A flexible case study is a more effective and subtle way both to get early customer collaboration and to build customer trust as prospects provide information about their business and their problems.  It is a way to avoid those awkward moments when a perceived barrage of discovery questions shuts down a customer conversation because the prospect doesn’t have the time or won’t take the risk of providing substantive or sensitive information.

Case studies are useful early in the sales cycle with typical (not specific) customer data. Good case studies invite a sales rep to tell a story.   A flexible case study can be an engaging, natural way for a sales rep to help a customer understand quickly and persuasively how your solution is better and how that benefits the customer.

When prospects identify with a relevant case study, they see the connection between their problems and your solution.  When prospects engage in a case study conversation about how your solution created value for another customer, their confidence in your ability to deliver for them increases.  When prospects indicate that a problem solved for another customer applies to them, it helps a sales rep to qualify the account and steer the conversation toward topics that matter specifically to the prospect.  If the case study problems that your solution solves don’t apply to or resonate with a prospect, that is a good reason for the sales rep to spend less time on the account.

Designing Value Propositions as Flexible Case Studies.  CRM data from organizations adopting value selling show that opportunities where a Value Proposition is used (1) have 5-15% higher win rates and (2) 5-25% higher price outcomes. There is good reason to make the investment of time and bandwidth in designing good Value Propositions. Value Propositions are a tool for use by sales teams in call preparation, customer conversations and presentations to customer teams.  They can be designed with users in mind where increasingly customer-facing teams include both sales representatives and presales professionals.

A great Value Proposition has the flexibility to transition gradually and continuously through the sales cycle.  Starting as a Flexible Case Study, a Value Proposition is a tool that can be used with typical customer data in early sales conversations. Gradually customer specifics are revealed and unfold through customer interaction and become embedded in the Value Proposition as it provides a basis for Customer Value Analysis and presales customization as customers evaluate your solution.  As customers decide to purchase, the Value Proposition becomes a Shared Business Case, collaboratively agreed between sales executives and customer sponsors, that can be used by buyers as their own internal financial justification to purchase.

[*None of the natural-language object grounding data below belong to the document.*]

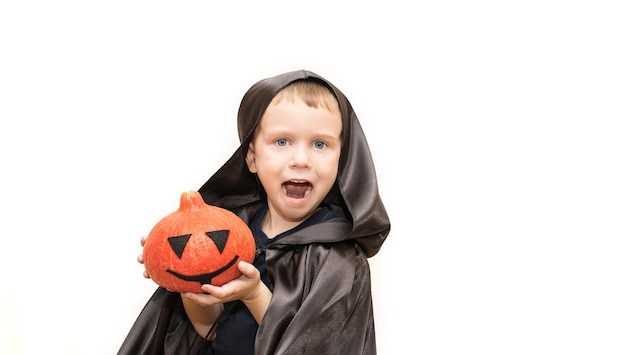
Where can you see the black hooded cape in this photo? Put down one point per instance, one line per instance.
(321, 287)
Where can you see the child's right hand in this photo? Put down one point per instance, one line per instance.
(140, 257)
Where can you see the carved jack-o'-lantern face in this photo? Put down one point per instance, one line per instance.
(198, 244)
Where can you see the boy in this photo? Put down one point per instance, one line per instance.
(304, 181)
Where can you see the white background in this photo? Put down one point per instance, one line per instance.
(497, 129)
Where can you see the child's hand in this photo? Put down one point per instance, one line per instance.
(140, 257)
(245, 287)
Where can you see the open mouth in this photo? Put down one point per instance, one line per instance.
(204, 278)
(297, 189)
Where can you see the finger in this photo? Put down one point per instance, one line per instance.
(248, 270)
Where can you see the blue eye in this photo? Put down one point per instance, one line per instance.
(319, 145)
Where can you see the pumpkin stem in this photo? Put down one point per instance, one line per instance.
(191, 201)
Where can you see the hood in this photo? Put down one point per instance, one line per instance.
(356, 190)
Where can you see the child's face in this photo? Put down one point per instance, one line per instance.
(295, 154)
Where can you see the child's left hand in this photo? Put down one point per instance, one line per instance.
(245, 287)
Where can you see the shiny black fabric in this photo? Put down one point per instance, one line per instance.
(321, 302)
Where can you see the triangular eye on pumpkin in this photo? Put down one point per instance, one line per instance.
(179, 243)
(219, 238)
(198, 243)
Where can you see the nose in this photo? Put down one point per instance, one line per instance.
(300, 157)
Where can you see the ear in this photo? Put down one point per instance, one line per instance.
(250, 159)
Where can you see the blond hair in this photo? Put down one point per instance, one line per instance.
(312, 93)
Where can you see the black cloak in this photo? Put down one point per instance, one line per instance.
(320, 278)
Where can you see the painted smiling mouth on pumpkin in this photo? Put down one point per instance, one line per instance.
(204, 278)
(297, 188)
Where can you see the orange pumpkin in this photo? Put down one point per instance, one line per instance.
(197, 244)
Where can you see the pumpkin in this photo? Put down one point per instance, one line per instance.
(197, 244)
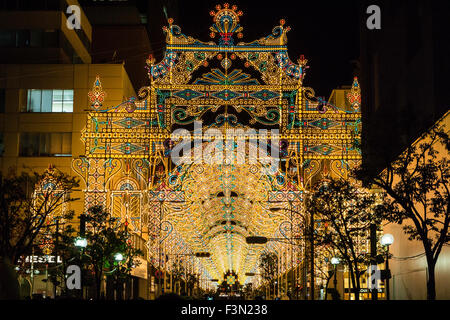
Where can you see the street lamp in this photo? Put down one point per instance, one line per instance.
(118, 257)
(386, 240)
(80, 242)
(335, 261)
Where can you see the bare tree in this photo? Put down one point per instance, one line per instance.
(347, 212)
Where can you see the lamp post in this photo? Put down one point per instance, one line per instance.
(386, 240)
(335, 261)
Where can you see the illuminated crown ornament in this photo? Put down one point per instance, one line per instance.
(97, 95)
(46, 244)
(226, 23)
(354, 96)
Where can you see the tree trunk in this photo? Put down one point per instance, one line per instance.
(431, 281)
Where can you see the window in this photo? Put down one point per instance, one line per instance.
(33, 144)
(50, 100)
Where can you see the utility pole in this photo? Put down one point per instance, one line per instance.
(56, 257)
(311, 239)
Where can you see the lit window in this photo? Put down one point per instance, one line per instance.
(50, 100)
(54, 144)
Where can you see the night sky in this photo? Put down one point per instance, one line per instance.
(326, 32)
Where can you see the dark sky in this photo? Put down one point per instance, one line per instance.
(326, 32)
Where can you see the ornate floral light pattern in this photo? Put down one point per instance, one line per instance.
(354, 96)
(97, 95)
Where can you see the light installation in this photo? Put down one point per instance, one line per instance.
(224, 83)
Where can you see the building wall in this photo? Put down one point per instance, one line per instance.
(72, 45)
(16, 79)
(404, 75)
(409, 277)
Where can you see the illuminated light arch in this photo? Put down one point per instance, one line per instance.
(226, 84)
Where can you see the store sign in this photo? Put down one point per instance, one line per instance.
(141, 270)
(42, 259)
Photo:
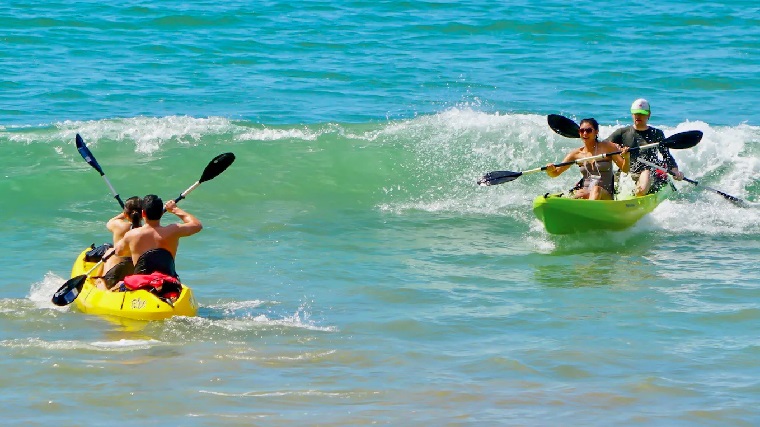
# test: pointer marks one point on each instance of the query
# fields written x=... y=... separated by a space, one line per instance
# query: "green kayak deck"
x=565 y=215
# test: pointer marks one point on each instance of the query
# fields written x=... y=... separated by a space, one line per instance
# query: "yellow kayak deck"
x=139 y=304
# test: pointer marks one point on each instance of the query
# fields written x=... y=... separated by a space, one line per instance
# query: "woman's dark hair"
x=592 y=121
x=594 y=124
x=133 y=210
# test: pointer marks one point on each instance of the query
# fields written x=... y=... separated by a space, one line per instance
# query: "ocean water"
x=350 y=271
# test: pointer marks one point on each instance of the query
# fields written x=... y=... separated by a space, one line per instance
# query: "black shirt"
x=630 y=137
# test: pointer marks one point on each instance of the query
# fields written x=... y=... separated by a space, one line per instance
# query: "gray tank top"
x=598 y=173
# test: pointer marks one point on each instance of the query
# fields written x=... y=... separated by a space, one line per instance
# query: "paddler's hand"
x=109 y=253
x=171 y=206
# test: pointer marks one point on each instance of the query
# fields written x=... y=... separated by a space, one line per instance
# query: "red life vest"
x=149 y=281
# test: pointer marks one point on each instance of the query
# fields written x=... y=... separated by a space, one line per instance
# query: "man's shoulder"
x=620 y=132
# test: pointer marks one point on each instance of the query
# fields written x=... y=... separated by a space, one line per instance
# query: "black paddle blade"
x=67 y=293
x=498 y=177
x=218 y=165
x=563 y=126
x=683 y=140
x=87 y=155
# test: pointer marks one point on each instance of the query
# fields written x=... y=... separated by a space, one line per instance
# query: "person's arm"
x=122 y=247
x=555 y=171
x=190 y=224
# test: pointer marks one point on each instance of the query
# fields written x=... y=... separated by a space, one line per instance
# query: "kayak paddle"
x=733 y=199
x=90 y=159
x=217 y=165
x=563 y=126
x=568 y=128
x=70 y=290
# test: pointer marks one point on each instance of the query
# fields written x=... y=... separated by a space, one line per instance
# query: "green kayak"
x=564 y=215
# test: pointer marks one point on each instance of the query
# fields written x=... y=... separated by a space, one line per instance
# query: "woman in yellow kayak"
x=598 y=182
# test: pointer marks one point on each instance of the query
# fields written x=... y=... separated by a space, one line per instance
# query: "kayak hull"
x=138 y=305
x=564 y=215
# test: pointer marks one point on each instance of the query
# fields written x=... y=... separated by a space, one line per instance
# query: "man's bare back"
x=153 y=235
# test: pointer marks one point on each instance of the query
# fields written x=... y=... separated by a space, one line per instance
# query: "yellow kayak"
x=139 y=304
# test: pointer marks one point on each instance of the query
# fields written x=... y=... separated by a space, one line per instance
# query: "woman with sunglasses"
x=598 y=182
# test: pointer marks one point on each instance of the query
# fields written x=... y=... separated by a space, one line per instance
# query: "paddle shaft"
x=597 y=157
x=216 y=166
x=726 y=196
x=188 y=191
x=90 y=159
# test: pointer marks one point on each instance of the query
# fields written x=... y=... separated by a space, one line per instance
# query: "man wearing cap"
x=640 y=133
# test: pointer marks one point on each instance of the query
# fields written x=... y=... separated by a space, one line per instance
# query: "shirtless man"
x=117 y=268
x=640 y=133
x=153 y=246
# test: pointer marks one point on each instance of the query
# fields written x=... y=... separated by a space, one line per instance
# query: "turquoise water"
x=350 y=271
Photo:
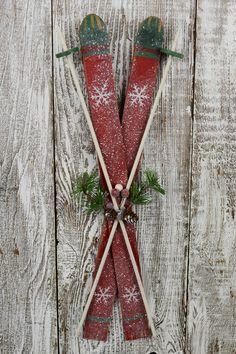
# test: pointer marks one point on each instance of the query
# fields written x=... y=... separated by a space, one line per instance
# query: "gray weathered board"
x=187 y=239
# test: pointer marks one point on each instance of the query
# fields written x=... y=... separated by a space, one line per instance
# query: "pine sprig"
x=86 y=183
x=95 y=202
x=93 y=197
x=152 y=181
x=138 y=194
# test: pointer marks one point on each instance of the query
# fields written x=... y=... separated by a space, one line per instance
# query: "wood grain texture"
x=27 y=244
x=212 y=275
x=163 y=226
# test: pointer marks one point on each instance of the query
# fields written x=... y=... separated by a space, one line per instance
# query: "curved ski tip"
x=150 y=34
x=93 y=30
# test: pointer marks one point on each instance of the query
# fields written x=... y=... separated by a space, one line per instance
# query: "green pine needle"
x=138 y=194
x=89 y=187
x=86 y=183
x=95 y=202
x=152 y=181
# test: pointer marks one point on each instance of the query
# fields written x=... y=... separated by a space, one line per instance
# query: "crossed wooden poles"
x=109 y=185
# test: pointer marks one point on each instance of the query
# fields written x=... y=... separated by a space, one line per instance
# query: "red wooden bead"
x=125 y=193
x=115 y=193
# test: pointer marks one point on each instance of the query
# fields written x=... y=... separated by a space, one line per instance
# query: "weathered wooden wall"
x=186 y=239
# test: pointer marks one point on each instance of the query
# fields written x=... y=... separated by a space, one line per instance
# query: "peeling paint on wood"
x=186 y=239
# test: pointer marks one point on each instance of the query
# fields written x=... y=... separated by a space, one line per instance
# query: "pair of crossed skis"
x=117 y=207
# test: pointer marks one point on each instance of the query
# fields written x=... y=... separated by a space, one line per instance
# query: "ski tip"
x=93 y=31
x=150 y=34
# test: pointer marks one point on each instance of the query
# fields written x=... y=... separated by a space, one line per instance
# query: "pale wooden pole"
x=111 y=236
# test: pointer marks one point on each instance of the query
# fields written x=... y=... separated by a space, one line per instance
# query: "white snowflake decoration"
x=131 y=294
x=138 y=95
x=101 y=95
x=102 y=296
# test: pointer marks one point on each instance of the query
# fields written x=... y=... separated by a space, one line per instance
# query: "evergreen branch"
x=138 y=194
x=95 y=202
x=152 y=182
x=86 y=183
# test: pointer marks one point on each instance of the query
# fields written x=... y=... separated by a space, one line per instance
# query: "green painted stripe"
x=170 y=52
x=136 y=317
x=99 y=319
x=96 y=52
x=67 y=52
x=147 y=55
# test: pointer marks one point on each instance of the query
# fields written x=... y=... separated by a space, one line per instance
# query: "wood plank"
x=212 y=275
x=165 y=222
x=27 y=243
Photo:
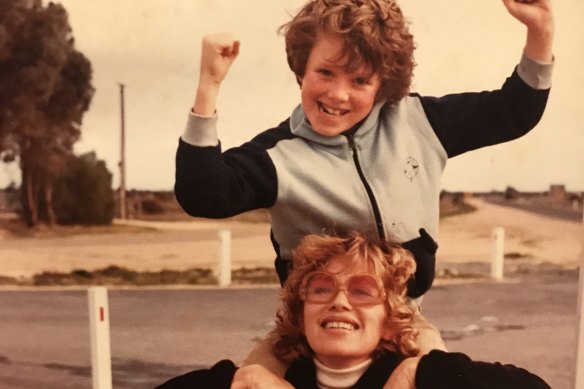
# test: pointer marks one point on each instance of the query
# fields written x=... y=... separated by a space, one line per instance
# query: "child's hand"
x=404 y=376
x=258 y=377
x=536 y=14
x=218 y=53
x=538 y=18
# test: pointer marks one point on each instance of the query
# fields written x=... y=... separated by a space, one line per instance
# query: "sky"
x=153 y=48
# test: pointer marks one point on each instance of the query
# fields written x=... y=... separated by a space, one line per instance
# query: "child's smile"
x=334 y=99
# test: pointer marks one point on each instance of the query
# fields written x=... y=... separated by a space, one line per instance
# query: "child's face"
x=334 y=100
x=341 y=334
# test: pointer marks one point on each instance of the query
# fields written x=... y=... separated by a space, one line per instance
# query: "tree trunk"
x=29 y=194
x=48 y=192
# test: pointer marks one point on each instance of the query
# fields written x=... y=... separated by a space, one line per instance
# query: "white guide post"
x=497 y=254
x=224 y=258
x=579 y=371
x=101 y=365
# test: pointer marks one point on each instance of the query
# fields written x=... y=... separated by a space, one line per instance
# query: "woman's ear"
x=299 y=81
x=389 y=332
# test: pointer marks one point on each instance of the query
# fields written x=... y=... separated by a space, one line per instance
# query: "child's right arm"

Increasingly, the best B2B teams use Value Propositions collaboratively to improve B2B sales team performance, addressing sales challenges throughout the B2B sales cycle. For account executives and sales reps, they are useful early in the sales cycle as Flexible Case Studies in call preparation, in building sales confidence, in qualifying opportunities and in engaging customer executives.  For technical sales and presales professionals, joining a customer-facing team in the middle of the sales process, Value Propositions provide Customer Value Analysis as an important way to address presales challenges and to maximize the impact of presales. Sales and presales teams, working together, use Value Propositions to highlight differentiation and cut through complexity as they collaborate with customer stakeholders to build a shared business case to buy. That Shared Business Case can be used to accelerate the closing process.

Value Propositions that function as Flexible Case Studies are a huge improvement on value calculators.  Value Propositions are about more than getting the math right.  They provide central content that helps sales teams communicate what your solution does for your customers. Value Propositions are a shared basis for sales collaboration that help sales teams win.